The concrete pump's growl cut through the early morning fog, vibrating through the soles of Mikhail's boots. Vapor curled from his breath as he stood over the excavation trench, eyes scanning the chalk lines, the steel rebar grid, the bundled cables, and the polished anchor bolts, all exactly where they needed to be. He checked the angle of the trench wall again with a handheld digital inclinometer, watched the reading level out at a perfect slope, then looked skyward.
Gray. Heavy. Rain threatened.
Kat dragged a screed board through the muck toward him, her cheeks flushed from the cold. "Truck one is backing in. Lars said they came early, scared of the weather." She paused, her voice tightening as she added, "We might only have two hours before this whole place turns into a swamp."
Mikhail nodded, already moving. "Let's pour the east segment first. Keep the mixer spinning, no dry spots."

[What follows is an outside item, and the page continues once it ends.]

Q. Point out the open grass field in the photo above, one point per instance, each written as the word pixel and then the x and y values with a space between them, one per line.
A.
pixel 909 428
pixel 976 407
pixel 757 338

The driver hopped out of the cab, already wearing gloves. "Where's the foreman?"
"You're looking at him," Mikhail answered, pointing at the chute. "Let's go."
Concrete began sliding down the shoot like lava, gray, thick, alive with aggregate. Mikhail crouched at the edge of the trench, gloved fingers brushing across the edge of the rebar grid. A half-inch misalignment in one of the anchor bolts made him pause. He flagged Kat. "Get me a wrench."
She rushed to his side, tools jangling on her belt. Mikhail rotated the bolt until it sat perfectly along the tension line, then checked the measurement again. The difference was less than three millimeters. "Okay," he said. "Pour."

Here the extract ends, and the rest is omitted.